In brief, for Hamlet death is something he earnestly desires -- it is devoutly to be wished. In his opinion, it nothing more than a sleep. However, there’s a catch, a rub or obstacle, as he calls it. The problem is that life after death is unknown and could be even worse than life. It’s a frightening thought for him.
This obstacle has a religious dimension: it is a sin to take one’s life. For this reason, the fear of the unknown, of what will happen after death, is intensified. He realizes too that death will deprive him of the action he must take: to revenge his father's death. Hence his doubts.

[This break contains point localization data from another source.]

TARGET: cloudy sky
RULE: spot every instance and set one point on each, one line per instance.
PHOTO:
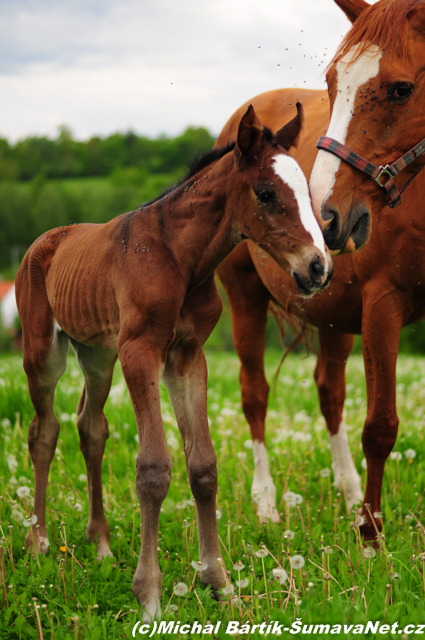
(153, 66)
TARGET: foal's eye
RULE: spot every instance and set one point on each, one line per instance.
(266, 196)
(400, 91)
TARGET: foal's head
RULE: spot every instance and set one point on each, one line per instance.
(277, 213)
(376, 86)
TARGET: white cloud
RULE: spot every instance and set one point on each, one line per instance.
(156, 65)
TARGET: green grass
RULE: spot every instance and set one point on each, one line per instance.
(82, 598)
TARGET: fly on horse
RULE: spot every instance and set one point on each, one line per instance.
(141, 288)
(370, 150)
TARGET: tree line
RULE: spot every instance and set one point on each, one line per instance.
(64, 157)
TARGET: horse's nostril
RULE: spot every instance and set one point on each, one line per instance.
(316, 271)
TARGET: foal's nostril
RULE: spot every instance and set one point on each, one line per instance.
(316, 271)
(331, 232)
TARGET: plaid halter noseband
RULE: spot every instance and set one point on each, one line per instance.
(376, 173)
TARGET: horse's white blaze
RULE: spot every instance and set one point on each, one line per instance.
(346, 477)
(263, 491)
(291, 173)
(365, 68)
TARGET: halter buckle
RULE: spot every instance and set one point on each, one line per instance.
(389, 171)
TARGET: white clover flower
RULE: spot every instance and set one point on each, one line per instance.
(12, 463)
(369, 552)
(180, 589)
(29, 522)
(410, 454)
(358, 521)
(23, 492)
(44, 544)
(325, 473)
(280, 575)
(297, 562)
(242, 584)
(198, 565)
(289, 498)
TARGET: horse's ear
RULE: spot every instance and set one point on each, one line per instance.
(249, 133)
(352, 8)
(289, 135)
(416, 19)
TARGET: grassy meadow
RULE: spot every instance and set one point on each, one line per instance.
(69, 595)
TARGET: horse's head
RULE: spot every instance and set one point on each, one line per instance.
(277, 213)
(376, 86)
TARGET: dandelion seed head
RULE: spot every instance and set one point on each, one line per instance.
(325, 473)
(29, 522)
(180, 589)
(242, 584)
(297, 562)
(280, 575)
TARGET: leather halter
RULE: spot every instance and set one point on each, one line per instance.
(383, 176)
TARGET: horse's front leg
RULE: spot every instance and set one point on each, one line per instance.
(334, 349)
(142, 365)
(382, 322)
(186, 379)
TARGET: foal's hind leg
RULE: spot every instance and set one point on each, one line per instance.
(97, 365)
(44, 363)
(334, 349)
(249, 301)
(186, 379)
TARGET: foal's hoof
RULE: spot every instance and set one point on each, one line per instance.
(35, 541)
(103, 551)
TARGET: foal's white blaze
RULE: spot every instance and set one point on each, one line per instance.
(346, 477)
(291, 173)
(365, 68)
(263, 491)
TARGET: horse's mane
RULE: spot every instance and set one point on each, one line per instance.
(384, 24)
(198, 163)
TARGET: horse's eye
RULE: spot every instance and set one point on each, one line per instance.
(400, 91)
(266, 196)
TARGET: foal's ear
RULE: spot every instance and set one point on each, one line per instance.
(289, 135)
(249, 133)
(352, 8)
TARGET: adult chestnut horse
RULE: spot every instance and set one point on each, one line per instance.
(376, 102)
(141, 288)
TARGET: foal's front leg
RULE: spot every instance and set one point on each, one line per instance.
(186, 379)
(142, 367)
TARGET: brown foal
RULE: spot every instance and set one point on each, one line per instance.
(141, 288)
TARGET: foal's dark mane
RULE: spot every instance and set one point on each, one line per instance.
(197, 164)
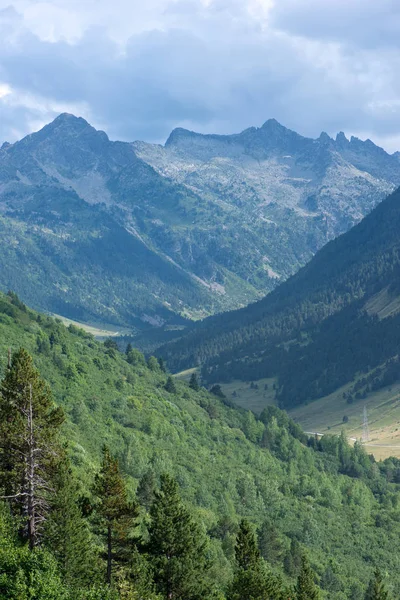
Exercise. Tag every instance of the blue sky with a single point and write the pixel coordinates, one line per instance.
(139, 69)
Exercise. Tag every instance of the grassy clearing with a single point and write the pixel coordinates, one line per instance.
(99, 330)
(383, 408)
(326, 415)
(185, 375)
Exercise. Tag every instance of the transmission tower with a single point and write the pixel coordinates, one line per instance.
(365, 426)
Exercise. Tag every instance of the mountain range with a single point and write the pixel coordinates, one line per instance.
(145, 235)
(338, 317)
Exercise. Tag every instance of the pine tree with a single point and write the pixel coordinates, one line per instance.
(305, 587)
(176, 547)
(194, 382)
(251, 580)
(170, 385)
(146, 489)
(376, 589)
(115, 512)
(67, 534)
(30, 451)
(161, 364)
(246, 552)
(269, 543)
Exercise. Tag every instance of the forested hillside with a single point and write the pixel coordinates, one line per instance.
(336, 317)
(241, 478)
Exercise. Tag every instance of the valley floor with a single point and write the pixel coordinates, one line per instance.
(326, 415)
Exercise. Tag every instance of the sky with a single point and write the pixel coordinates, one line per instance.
(138, 69)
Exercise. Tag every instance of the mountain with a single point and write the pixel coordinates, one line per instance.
(325, 498)
(337, 317)
(143, 235)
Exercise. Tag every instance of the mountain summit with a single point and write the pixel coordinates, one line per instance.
(141, 234)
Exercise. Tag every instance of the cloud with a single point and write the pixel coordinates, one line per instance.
(139, 69)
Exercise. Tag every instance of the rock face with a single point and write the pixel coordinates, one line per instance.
(143, 234)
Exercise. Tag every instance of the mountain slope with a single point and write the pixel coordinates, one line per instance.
(284, 195)
(145, 235)
(337, 316)
(331, 499)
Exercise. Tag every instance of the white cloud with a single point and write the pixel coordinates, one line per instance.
(139, 69)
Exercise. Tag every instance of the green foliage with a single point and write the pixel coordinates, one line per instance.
(170, 385)
(376, 589)
(67, 534)
(305, 587)
(116, 514)
(176, 547)
(251, 580)
(26, 574)
(194, 382)
(322, 496)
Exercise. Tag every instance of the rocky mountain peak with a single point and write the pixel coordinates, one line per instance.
(178, 135)
(341, 139)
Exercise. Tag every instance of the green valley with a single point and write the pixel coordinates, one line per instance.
(329, 500)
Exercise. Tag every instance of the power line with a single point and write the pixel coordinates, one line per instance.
(365, 426)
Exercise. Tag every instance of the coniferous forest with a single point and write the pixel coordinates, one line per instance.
(119, 481)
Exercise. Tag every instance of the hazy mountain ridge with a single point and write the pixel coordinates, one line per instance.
(120, 231)
(336, 318)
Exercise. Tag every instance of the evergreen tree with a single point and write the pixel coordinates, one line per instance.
(305, 587)
(161, 364)
(115, 512)
(376, 589)
(153, 364)
(170, 385)
(30, 452)
(251, 580)
(146, 489)
(293, 558)
(176, 547)
(269, 542)
(67, 534)
(194, 382)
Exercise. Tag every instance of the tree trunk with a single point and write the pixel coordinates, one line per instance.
(109, 554)
(31, 478)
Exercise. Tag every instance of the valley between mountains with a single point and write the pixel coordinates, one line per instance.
(144, 236)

For my mother there was never such existential doubt. Her faith is evident in the text she chose for her funeral was Ephesians 5:18b-20:
Be filled with the Spirit, speaking to one another with psalms, hymns and songs from the Spirit. Sing and make music from your heart to the Lord, always giving thanks to God the Father for everything, in the name of our Lord Jesus Christ.Singing and praising God was her joy in life and that is what she saw herself doing too after her death. For her, "death has been swallowed up in victory," as the Apostle Paul writes in I Corinthians 15. That is why she wanted to give thanks to God for the victory over death we all enjoy through our Lord Jesus Christ.
There was no real doubt in her mind of this victory even if the all too human fears that we all have did arise at times; fears that Hamlet too expressed in this famous soliloquy. Therefore it is so sad that she had to suffer the way she did for so many years.
Why was she denied a good death? The answer lies not so much in an investigation of God's will, but it lies more in the way our society deals with death through refusing to provide the proper palliative care that all of us deserve. People should not have to die in hospitals, like my father did, nor in nursing homes, like my mother.
People should be allowed to die at home surrounded by loved ones. They should not die alone or only in the company of strangers. The Economist has provided an excellent survey of the problem that all of us will face some day: how can we experience a good death?
A good death is one in which suffering is reduced as much as possible and in the presence of loved ones. The reality of death is already terrifying enough without the suffering that too often accompanies it. My parents deserved better; all of us deserve better.
Let's begin by openly and honest addressing the question of death. As the article concludes, "Death will remain terrifying for many people. Unless the way health care is organised changes, most people will continue to suffer unnecessarily at the end."